4. Muscular Endurance and Strength

Muscular endurance refers to an individual’s ability to lift a predetermined amount of weight as many times as possible while maintaining proper form and rhythm. This is typically achieved by performing as many push-ups, sit-ups, or repetitions of a specific weight for bench press or leg press. Whereas, muscular strength is the ability of an individual to lift the maximal amount of weight that they can for a predetermined number of repetitions, which is often called their one repetition max (1-RM). This value can be predicted using various equations/tables if an individual cannot physically handle the stress of a 1-RM test or adequate weights/equipment are not available. Both endurance and strength values are used to determine areas of weakness and in order to predict proper load for their resistance training program. This is typically determined based on a percentage of their 1-RM and is the most accurate prediction of proper training load. While determining the proper load based on 1-RM is not a perfect science, it does eliminate a lot of the trial and error involved in finding the appropriate weight for resistance training exercises.

5. Flexibility

Flexibility is an often-neglected area of an individual’s exercise program, however its importance cannot go unnoticed. Flexibility is an individual’s ability to move a joint through its complete range of motion (ROM). When one thinks of this measure, they typically are drawn to the vision of a ballet dancer or hockey goaltender, however it also has implications in everyone’s activities of daily living. Limited ROM can predispose an individual to musculoskeletal injury and disability with even the most simple of everyday tasks. Regardless of age or starting point, anyone can improve or maintain their flexibility with a safe and effective stretching routine. Base-line measures can show areas of impairment and needs for improvement, which allows for the creation of the most appropriate program.

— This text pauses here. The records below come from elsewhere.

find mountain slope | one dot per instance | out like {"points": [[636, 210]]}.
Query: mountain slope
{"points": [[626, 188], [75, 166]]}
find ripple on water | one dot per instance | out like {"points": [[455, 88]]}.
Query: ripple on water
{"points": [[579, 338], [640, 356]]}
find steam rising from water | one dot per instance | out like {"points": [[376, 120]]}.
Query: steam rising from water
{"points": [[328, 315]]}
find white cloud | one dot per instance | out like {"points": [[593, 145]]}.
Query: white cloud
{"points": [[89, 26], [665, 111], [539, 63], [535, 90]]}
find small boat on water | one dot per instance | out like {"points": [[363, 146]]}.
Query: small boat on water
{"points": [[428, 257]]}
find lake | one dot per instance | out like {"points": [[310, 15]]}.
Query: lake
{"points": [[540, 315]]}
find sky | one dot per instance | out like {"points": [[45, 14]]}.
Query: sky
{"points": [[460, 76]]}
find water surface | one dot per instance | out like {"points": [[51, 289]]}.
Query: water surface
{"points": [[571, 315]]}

Typical measures included in most flexibility testing include both the sit and reach for an assessment of general flexibility and goniometric measure for a more joint specific test. Both of these measures should be used for a thorough appraisal of flexibility.

The use of an exercise testing regimen gives both personal trainer and client a snapshot into all aspects of an individual’s physical fitness. By having this information in hand, a trainer and client can sit down and most efficiently improve any areas that may be deficient. Also, when routinely reassessing these measures, you can see first hand the progress that you are making during your exercise program. All of these measures are highly modifiable with proper exercise programming and nutritional counseling regardless of age, sex, or baseline level. When you can see a numerical value to work towards, it gives you more confidence and a sense of pride once your goal is achieved.

References:

1. Ehrman JK. ACSM’s Resource Manual for Guidelines for Exercise Testing and Prescription. 6th ed. Philadelphia: Wolters Kluwer Health/Lippincott Williams & Wilkins, 2010.
2. Thompson W. ACSM’s Guidelines for Exercise Testing and Prescription. 8th ed. Philadelphia, Pa: Lippincott Williams & Wilkins, 2010.
3. Reynolds M, Gordon T, and Robergs R. Prediction of One Repetition Maximum Strength from Multiple Repitition Maximum Testing and Anthropometry. Journal of Strength and Conditioning Research, 2006, 20(3), 584–592.
4. Wilmore JH, Girandola RN, Moody DL. Validity of skinfold and girth assessment for predicting alterations in body composition. Journal of Applied Physiology, 1970, 29 (3), 313-317.